Head and neck cancer: developments in endoscopy, reconstructive surgery and patient care
Prof Dennis Kraus - North Shore-LIJ Cancer Institute, New York, USA
Can you discuss your talk on quality of life for head and neck cancer?
My specific talk is about swallowing dysfunction in patients with advanced oral cavity cancer who undergo major surgical resection and then have chemo and radiation as part of their treatment. Again, it’s a good story and it’s a bad story. So if you look at what we’ve been able to do since the time of my training, we can completely reconstruct your jawbone. You can have your jawbone removed from here to here, take the lower bone in your leg, we’ll reconstruct a new jawbone, you’ll look very much the way you did. But the problem is that over time, and this is the real difficult part of it, in the chemoradiated patients they develop worse and worse swallowing function. The muscles stop working, the sensory mechanism stops working and these patients really develop significant impact in terms of their ability to eat. If you think about it, in terms of all of our social function, one of the most significant social functions is the ability to sit down with someone else and break bread and when you lose that it can have an extraordinary impact upon your social function, upon your ability to be in a work environment, to interact with your family.
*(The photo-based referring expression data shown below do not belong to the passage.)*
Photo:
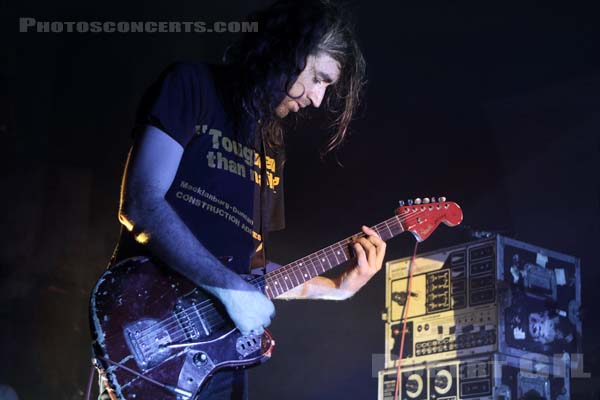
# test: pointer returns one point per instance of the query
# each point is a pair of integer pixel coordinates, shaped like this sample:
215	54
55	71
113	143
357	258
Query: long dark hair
269	61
Again, we’re continuing to try to develop strategies where we can help patients be able to swallow better over a longer period of time.
How can you tackle this issue?
One of the transitions that we made in our healthcare system is that all of the head and neck cancer patients are seen jointly with a speech and swallowing specialist. So we actually have baseline data on patients and we understand what their level of ability to swallow and not swallow is, even prior to any treatment. They are continued to be followed by these people post-operatively, they’re offered exercises. One of the things that can have a huge impact upon your ability to swallow is whether you can open your mouth or not. The inability to open your mouth is a term called trismus and if you can’t open your mouth think about your inability to do something like bite an apple, eat a sandwich. So we actually have mechanical devices that can help patients exercise their jaw.
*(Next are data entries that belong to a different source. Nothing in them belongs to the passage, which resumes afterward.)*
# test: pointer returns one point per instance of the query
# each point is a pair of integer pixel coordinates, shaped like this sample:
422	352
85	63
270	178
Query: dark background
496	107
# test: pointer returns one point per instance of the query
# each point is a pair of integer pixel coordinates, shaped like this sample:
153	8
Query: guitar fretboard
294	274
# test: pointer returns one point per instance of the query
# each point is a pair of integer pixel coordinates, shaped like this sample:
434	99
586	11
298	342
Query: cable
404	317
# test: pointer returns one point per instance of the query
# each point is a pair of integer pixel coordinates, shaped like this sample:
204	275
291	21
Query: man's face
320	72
So these are one of many things that we’re still understanding. We’re also understanding the central mechanisms that occur in the brain and we’re trying to put all of that together to come up with more effective rehabilitative strategies for swallowing function.
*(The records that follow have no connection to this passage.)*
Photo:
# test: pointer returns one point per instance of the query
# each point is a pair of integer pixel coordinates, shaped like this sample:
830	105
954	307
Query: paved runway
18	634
Can you describe your initial treatment techniques at North Shore?
It’s fair to say that, really, surgically one of my raison d’êtres during the course of my career has been to create different mechanisms of minimally invasive surgery. Minimally invasive surgery can mean many, many things. So, for example, we do a lot of robotic surgery so, again, we’re removing a lot of these oropharyngeal cancers, removing some larynx cancers, some nasopharynx cancers, utilising the robot. So that avoids many of the disfiguring operations that we used to perform where we would have to make incisions in people’s lips, cut their jawbone; I don’t do that any longer. So that’s one aspect of it. There’s a lab surgery that we can now do endoscopically through the nose where we would have had to make an incision along your nose and along your eye to remove a tumour. We no longer need to do that in the majority of patients, we’re now able to do that endoscopically through the nose.
Then, lastly, something as simple as using a small incision for thyroid and parathyroid surgery. I’ve had a pretty compelling experience that many of my patients are able to return to work sooner, they have a reduction in need for pain medication, they don’t have the long-term numbness in their neck and they just overall have an improved quality of life.